Science as irrelevant
Whether Heidegger's analysis of human existence is accepted or not it is manifestly true that lives are lived, decisions made and actions taken without the benefit of science most of the time. In their personal and professional lives people do not often need the authority of a scientific understanding to guide them. Science has nothing to say to most of us most of the time - there are other forces at work influencing human action from moment to moment. Science is not always best and ought to 'know its place'.
Science as inappropriate
It is far from obvious that science is the most suitable approach to use when dealing with problems and puzzles relating to schools and other complex human institutions. In fact it is obvious that it isn't.
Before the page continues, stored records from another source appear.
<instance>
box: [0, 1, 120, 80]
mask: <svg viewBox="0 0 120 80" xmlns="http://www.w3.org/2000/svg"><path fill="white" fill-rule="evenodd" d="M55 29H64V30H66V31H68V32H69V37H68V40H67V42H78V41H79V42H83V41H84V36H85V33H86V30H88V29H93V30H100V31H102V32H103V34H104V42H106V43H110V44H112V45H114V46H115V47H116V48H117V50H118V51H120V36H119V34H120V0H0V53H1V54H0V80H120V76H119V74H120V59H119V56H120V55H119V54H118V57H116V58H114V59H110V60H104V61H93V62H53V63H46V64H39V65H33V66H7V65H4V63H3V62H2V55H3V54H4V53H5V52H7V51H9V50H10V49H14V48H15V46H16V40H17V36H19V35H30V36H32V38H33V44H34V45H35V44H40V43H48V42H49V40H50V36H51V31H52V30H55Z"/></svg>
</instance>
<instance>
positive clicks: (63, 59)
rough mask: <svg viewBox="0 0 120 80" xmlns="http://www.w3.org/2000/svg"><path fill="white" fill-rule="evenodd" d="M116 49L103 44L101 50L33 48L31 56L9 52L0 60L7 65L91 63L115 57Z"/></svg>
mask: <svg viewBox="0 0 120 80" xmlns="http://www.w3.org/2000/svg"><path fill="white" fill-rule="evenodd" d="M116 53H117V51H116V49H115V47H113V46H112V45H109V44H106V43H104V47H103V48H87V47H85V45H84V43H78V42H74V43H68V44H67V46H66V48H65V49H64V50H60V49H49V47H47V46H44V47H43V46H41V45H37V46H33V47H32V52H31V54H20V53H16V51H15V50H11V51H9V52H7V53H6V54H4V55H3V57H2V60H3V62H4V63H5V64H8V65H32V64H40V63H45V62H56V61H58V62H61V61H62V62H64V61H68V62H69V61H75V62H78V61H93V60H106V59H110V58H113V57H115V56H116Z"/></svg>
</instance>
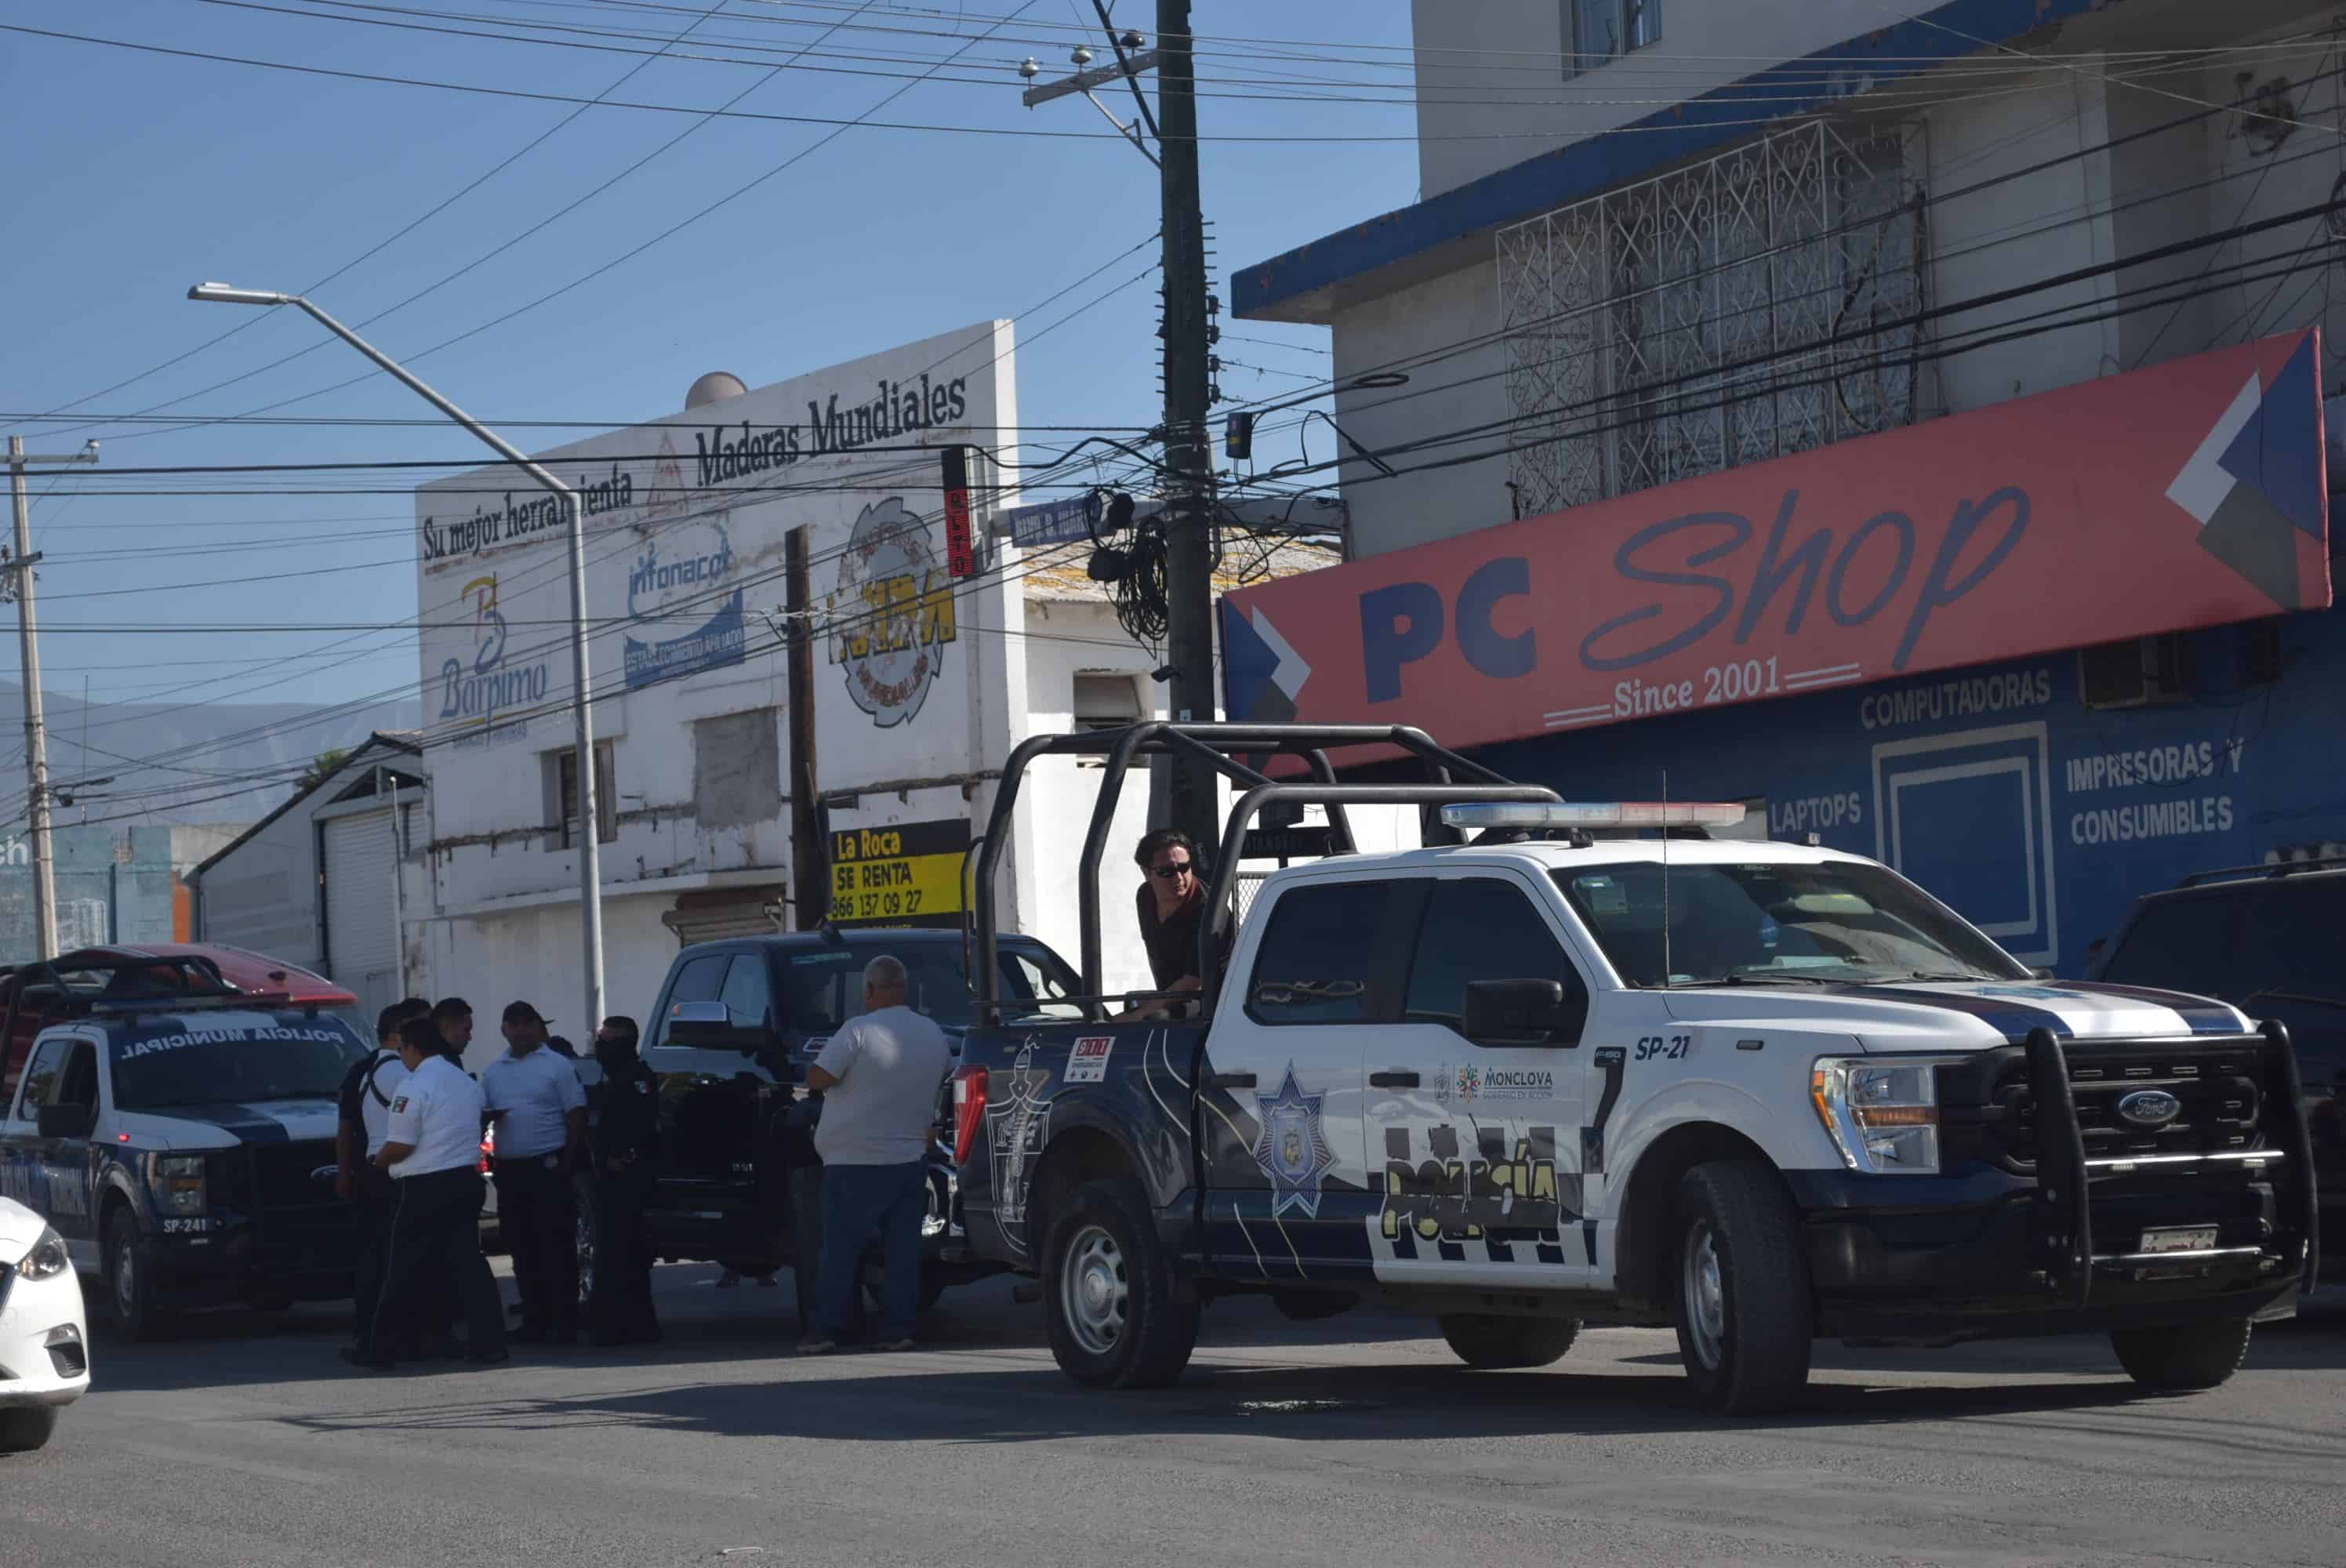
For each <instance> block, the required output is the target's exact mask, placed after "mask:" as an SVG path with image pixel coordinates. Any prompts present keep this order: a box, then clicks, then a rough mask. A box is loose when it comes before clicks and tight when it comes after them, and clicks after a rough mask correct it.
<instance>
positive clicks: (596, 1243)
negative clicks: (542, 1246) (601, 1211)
mask: <svg viewBox="0 0 2346 1568" xmlns="http://www.w3.org/2000/svg"><path fill="white" fill-rule="evenodd" d="M570 1207H572V1211H575V1214H577V1218H575V1221H572V1228H570V1230H572V1237H575V1246H577V1253H579V1322H584V1317H587V1307H589V1303H591V1300H594V1263H596V1258H598V1256H601V1251H603V1249H601V1239H603V1214H601V1211H598V1209H596V1202H594V1181H591V1178H587V1176H584V1174H582V1176H572V1178H570Z"/></svg>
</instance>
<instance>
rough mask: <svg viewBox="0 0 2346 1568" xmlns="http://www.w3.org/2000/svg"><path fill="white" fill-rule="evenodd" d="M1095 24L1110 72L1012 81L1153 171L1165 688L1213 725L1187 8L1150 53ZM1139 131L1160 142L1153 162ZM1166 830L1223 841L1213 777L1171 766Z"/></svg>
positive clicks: (1036, 97)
The hallmarks of science (repeatability, mathematical expression, control, ability to predict...) can only be present to a highly limited degree in an investigation of a social setting of this sort. This, it could be argued, renders action research's non-scientific basis a positive advantage. Researchers adopting such an approach are not muddying the waters by pretending to be doing something that they are not.
Action research: a hybrid
To state the obvious, action research is a mixture of action and research. It is a combination of doing and understanding. Consequently it runs the risk of falling between two stools. It may be that this hybrid gains strength from its parentage and is ideally placed to offer valuable insights, including those that help guide actions. Alternatively it may be fatally flawed because it is neither one thing or the other. Action research may generate knowledge of questionable value that adds nothing to the practical wisdom that would have effected changes for the better anyway.